We will continue to work on this file, mindful of the work that the TSB has done. I look forward to working with my counterpart as well on these matters because they are of mutual concern to all of us.

The House resumed consideration of the motion.

Opposition Motion—Employment InsuranceBusiness of SupplyGovernment Orders

3:05 p.m.

NDP

The Deputy Speaker NDP Joe Comartin

Order. The member for Winnipeg North still has five minutes of questions and comments.

The hon. member for Bonavista—Gander—Grand Falls—Windsor.

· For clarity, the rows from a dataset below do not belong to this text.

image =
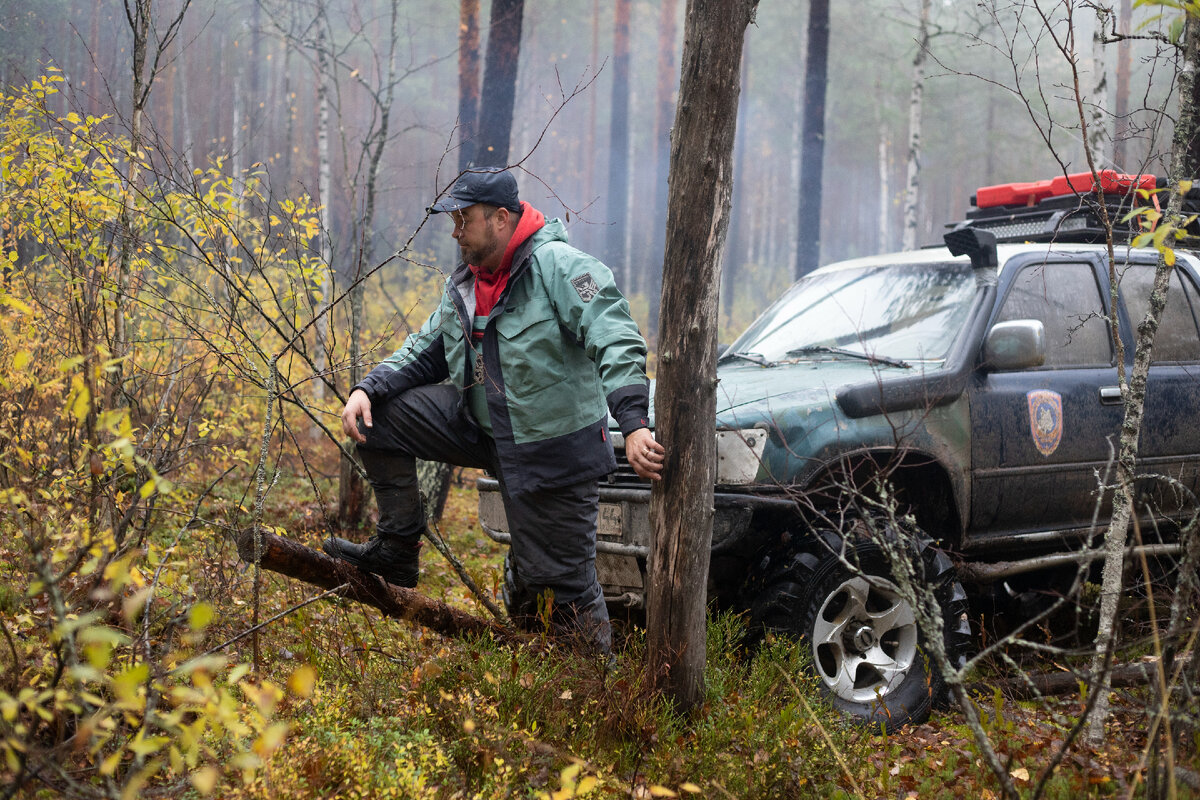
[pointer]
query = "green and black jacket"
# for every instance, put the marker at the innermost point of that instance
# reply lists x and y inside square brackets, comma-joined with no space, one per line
[558,347]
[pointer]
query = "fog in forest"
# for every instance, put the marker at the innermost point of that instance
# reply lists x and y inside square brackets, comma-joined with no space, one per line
[239,85]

Opposition Motion—Employment InsuranceBusiness of SupplyGovernment Orders

3:05 p.m.

Liberal

Scott Simms Liberal Bonavista—Gander—Grand Falls—Windsor, NL

Mr. Speaker, my question for the hon. member for Winnipeg North is with respect to the two plans at play here, the Conservative one and the one we are putting forth today with respect to an EI holiday, and just how substantial that would be. It would be more substantial than what is being brought forward to Canadians by the current government, certainly once one gets over that threshold of $15,000. Obviously less than that is a benefit, but anything over that becomes not only less beneficial but serves as a disincentive for marginal businesses, which would certainly take advantage of it.

I would ask the member about that particular situation and how this would be of great benefit to him and his constituents in Winnipeg North.

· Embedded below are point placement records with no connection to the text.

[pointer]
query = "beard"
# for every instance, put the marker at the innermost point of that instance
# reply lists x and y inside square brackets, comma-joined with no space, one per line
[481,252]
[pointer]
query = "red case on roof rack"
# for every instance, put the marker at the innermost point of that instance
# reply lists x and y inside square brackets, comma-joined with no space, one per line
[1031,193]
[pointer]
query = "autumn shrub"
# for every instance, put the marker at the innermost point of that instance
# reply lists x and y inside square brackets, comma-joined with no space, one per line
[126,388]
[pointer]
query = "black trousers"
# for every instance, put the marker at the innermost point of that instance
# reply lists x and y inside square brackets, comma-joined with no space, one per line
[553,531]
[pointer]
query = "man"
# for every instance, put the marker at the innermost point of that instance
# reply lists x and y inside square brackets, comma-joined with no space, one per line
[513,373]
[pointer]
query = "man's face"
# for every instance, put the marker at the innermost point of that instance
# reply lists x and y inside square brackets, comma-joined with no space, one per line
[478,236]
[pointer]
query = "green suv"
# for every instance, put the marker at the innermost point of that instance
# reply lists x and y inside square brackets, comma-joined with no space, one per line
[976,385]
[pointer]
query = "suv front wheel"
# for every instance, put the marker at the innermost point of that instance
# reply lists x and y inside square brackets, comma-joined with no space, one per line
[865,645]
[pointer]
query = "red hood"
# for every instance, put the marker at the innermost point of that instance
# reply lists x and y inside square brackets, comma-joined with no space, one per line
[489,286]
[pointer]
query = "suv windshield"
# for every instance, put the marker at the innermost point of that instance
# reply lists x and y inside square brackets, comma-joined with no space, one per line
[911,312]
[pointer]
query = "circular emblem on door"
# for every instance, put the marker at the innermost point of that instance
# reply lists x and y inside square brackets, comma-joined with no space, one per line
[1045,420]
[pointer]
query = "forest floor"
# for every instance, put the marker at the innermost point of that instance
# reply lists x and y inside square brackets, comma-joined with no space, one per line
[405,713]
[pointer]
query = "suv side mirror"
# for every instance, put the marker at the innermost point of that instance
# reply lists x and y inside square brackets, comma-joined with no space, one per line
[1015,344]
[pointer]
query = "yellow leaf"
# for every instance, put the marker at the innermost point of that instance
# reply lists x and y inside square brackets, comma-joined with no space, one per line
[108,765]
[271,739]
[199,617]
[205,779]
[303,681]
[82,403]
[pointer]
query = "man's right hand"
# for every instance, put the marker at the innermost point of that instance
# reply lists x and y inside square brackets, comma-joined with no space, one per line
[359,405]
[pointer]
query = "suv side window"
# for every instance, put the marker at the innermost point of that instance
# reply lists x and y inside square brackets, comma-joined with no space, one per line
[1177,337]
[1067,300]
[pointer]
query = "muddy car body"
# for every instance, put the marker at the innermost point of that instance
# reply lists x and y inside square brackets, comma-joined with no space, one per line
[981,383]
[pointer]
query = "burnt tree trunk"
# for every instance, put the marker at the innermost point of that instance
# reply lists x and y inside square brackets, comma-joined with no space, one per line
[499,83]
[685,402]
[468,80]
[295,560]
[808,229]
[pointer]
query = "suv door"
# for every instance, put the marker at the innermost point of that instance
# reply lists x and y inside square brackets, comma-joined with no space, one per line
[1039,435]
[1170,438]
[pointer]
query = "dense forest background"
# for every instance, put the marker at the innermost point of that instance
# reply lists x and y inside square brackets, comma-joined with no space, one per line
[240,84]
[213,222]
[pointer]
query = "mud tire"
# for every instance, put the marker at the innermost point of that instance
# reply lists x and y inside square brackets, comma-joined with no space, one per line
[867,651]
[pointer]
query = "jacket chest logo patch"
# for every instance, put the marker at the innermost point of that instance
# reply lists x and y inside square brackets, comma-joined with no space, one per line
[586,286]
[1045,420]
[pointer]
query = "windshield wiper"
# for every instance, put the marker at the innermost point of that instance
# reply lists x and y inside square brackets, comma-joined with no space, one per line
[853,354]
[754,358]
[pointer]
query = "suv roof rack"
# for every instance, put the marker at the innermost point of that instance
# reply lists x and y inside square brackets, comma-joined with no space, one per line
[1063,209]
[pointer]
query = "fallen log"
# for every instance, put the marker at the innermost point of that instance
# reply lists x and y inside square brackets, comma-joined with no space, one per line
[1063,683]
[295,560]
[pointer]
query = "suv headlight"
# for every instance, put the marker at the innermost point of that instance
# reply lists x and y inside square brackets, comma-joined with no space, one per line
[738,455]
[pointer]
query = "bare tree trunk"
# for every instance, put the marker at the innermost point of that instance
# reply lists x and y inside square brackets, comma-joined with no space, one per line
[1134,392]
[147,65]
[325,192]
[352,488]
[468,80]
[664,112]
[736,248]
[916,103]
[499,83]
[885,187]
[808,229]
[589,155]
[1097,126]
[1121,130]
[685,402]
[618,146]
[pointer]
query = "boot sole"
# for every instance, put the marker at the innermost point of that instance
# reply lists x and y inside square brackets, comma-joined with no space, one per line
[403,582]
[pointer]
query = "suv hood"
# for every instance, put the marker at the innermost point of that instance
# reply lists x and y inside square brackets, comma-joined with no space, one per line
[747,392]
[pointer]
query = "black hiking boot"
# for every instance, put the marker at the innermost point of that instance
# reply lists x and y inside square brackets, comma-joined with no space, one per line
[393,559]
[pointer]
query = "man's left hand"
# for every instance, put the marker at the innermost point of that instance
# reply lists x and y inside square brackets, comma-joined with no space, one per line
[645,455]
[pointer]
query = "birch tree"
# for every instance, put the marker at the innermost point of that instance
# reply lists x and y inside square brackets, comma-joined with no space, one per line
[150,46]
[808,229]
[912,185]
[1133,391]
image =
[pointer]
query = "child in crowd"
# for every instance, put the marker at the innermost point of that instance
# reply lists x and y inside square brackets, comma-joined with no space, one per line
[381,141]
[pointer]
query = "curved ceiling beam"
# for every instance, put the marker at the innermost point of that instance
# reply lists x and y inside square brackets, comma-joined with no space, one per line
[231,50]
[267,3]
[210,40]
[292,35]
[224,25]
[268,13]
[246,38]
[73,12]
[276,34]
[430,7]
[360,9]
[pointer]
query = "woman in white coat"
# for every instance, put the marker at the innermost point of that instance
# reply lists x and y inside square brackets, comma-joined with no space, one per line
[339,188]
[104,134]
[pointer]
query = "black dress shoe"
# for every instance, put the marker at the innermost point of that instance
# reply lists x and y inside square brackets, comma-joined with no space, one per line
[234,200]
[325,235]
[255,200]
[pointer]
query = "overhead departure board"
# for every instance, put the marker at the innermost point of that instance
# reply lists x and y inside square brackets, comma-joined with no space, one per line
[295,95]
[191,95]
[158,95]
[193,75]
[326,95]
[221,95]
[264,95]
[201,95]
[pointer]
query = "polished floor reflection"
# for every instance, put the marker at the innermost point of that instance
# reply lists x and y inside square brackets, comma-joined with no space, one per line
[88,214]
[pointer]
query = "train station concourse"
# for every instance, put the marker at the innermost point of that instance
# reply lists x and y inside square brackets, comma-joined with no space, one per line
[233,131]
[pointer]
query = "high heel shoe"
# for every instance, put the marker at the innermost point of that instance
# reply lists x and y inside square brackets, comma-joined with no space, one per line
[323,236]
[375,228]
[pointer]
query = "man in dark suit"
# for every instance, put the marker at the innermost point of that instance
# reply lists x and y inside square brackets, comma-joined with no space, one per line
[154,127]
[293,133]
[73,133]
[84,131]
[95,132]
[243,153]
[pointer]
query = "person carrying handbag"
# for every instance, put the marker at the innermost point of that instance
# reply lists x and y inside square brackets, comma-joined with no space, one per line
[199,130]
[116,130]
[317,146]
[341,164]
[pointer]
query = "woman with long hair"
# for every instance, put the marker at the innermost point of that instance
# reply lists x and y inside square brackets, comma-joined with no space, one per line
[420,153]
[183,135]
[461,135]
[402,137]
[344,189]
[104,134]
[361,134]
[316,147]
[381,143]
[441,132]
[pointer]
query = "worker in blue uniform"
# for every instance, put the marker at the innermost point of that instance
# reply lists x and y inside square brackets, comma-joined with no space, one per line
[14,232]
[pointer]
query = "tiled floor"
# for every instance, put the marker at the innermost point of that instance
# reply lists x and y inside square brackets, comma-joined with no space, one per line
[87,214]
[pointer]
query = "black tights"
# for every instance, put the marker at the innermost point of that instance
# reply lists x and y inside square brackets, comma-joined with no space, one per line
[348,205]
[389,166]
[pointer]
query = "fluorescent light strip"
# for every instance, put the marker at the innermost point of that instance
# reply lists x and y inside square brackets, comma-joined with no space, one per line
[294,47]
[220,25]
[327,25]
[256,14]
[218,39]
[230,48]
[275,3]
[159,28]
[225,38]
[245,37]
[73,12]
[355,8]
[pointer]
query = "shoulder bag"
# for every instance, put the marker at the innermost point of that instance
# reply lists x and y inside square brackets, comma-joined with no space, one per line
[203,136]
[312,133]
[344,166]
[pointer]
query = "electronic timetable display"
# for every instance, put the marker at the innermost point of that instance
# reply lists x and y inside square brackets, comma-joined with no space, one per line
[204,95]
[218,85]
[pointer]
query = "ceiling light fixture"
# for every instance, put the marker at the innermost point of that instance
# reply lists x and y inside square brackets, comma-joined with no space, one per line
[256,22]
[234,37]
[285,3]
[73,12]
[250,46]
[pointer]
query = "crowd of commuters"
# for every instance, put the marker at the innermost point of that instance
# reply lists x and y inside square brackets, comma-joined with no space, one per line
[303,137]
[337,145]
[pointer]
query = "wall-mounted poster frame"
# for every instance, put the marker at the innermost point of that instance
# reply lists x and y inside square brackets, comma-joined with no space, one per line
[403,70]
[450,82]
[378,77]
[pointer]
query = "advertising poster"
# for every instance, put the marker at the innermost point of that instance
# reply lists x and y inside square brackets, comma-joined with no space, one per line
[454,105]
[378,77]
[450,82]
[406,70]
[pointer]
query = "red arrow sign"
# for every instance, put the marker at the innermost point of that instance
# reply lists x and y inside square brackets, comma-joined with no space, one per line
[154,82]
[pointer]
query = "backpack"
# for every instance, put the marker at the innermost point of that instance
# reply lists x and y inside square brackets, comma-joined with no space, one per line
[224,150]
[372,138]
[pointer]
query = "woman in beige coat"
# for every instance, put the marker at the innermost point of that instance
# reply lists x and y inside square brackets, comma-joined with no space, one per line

Opposition Motion—Employment InsuranceBusiness of SupplyGovernment Orders

3:05 p.m.

Liberal

Kevin Lamoureux Liberal Winnipeg North, MB

Mr. Speaker, there is a huge difference. As the Liberals try to focus on creating new jobs and hiring more Canadians, this is one of the ways in which we can grow the middle class and expand opportunities for Canadian families. Adopting what the Liberal Party is proposing would recognize the need for an EI premium exemption for every new worker hired to fill a new job in 2015 and 2016. It is anticipated that this plan would create in excess of 150,000 jobs all over Canada compared to what the Conservative plan would do, which is best said in a quote I took from one of the media outlets on the Internet. With respect to the Conservative plan, it states:

For firms that are just under the $15,000 threshold, hiring a new worker would mean crossing the line and losing the tax credit entirely. For firms that are just over the threshold, the incentives are even more perverse: firms may choose to actually reduce employment in order to be eligible for the tax credit.

They are like night and day. The Liberal plan creates jobs; the Conservative plan has a huge question mark over it. Therefore, we are calling upon the government to support the Liberal opposition motion today. By doing that, it would be supporting more jobs for more Canadians, which will enrich and assist our middle class from coast to coast to coast.

Opposition Motion—Employment InsuranceBusiness of SupplyGovernment Orders

3:10 p.m.

Conservative

Lawrence Toet Conservative Elmwood—Transcona, MB

Mr. Speaker, I have been in this House all morning and this afternoon listening to this debate, and I am disturbed by one common theme that I keep hearing from the Liberal side. It came up in a question and also in the member's speech before question period. It is the challenging of the integrity of small business owners and entrepreneurs across Canada.

The Liberals have continually stood up to say that small businesses, for the sake of a few hundred dollars, are going to shut down one employee in their business, cut people, and stop growth in their businesses. I find that shameful.

I was with the hon. member for Winnipeg North at a small business opening right next to his constituency office this summer. Does the hon. member sincerely believe that the small business owner of whom he spoke of so highly at that opening would lay off an employee and put his business in jeopardy for the sake of a few hundred dollars over the course of a few years? I find that appalling.